What concrete technical records do auditors request on-site?
Supervisors currently test system behaviour, not just high-level policy statements. Expect to present:
- Training-data provenance: dataset origin, licences, preprocessing steps
- Prompt-output logs: every user prompt, system message, and model response
- Model lineage: architecture, weights, tuning changes, approval history
- Decision-path trace: rule engines, thresholds, overrides, and human sign-offs
- Validation artefacts: bias tests, drift monitoring results, adverse-impact analyses
- Third-party artefacts: vendor contracts, audit rights, incident triggers
If any of these pieces are missing, regulators treat the model as non-auditable and may halt deployment.
How are regulators addressing trust deficits revealed by recent surveys?
Many global respondents in recent surveys express limited trust in AI. Regulators are responding with transparency mandates:
- Under the EU AI Act, specific transparency duties apply to certain AI-generated or manipulated content, with some obligations effective from 2 August 2025 and additional content-labeling obligations for image/audio/video generation becoming applicable on 2 August 2026.
- Various jurisdictions are considering requirements for developers to provide more information about training datasets to address the "black-box" problem.
- FINRA guidance insists on human-readable explanations before any adverse consumer action is taken.
These moves shift the burden of proof: firms must demonstrate safety and explainability, not just claim performance.
What practical steps should financial firms take to stay compliant?
Build an evidence trail that satisfies both U.S. and EU supervisory expectations today:
- Policy layer: adopt a written AI governance policy aligned to NIST AI RMF and ISO/IEC 42001.

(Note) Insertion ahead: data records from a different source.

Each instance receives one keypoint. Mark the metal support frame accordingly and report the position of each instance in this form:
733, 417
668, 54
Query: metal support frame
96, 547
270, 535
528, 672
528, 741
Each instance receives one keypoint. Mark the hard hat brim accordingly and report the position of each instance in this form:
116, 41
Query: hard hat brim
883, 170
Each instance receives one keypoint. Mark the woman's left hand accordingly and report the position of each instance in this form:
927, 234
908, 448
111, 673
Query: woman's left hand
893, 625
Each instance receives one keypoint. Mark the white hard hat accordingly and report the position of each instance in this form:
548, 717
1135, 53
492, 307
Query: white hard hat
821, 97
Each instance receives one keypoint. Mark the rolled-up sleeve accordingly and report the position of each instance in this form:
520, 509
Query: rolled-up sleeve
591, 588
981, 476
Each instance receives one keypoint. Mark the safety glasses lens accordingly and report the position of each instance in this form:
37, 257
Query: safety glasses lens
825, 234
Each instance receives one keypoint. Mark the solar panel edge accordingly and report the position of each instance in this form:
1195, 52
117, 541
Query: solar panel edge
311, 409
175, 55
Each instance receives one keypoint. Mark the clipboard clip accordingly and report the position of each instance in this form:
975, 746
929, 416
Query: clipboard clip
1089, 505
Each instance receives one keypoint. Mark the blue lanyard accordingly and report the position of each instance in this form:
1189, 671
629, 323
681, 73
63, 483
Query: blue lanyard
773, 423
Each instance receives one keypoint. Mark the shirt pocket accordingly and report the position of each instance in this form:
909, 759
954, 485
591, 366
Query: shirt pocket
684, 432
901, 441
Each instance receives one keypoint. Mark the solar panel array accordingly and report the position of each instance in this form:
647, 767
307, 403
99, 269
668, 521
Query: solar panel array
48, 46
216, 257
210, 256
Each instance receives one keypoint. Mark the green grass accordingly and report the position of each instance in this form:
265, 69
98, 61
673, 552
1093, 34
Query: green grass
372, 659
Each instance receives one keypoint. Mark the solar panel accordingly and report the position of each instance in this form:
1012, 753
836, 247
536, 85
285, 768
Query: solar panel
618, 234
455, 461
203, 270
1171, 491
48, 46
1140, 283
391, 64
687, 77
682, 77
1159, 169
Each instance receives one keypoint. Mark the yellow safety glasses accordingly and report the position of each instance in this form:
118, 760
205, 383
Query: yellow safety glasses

- Risk tiering: classify every AI use-case as minimal, moderate, or high-risk; apply stronger controls for credit, fraud, and trading systems.
- Technical controls:
- Enable immutable logs for prompts, outputs, versions, and approvals
- Implement model registry with change tracking and rollback capacity
- Embed human checkpoints before any AI agent executes transactions - Third-party diligence: obtain audit rights and incident protocols from every AI vendor or foundation-model provider.
- Cross-border mapping: document which systems fall under EU AI Act, California laws, and upcoming U.S. federal guidance, then harmonise evidence collection.
Following this playbook now shortens onboarding time with partners and avoids last-minute remediation as regulations continue to evolve.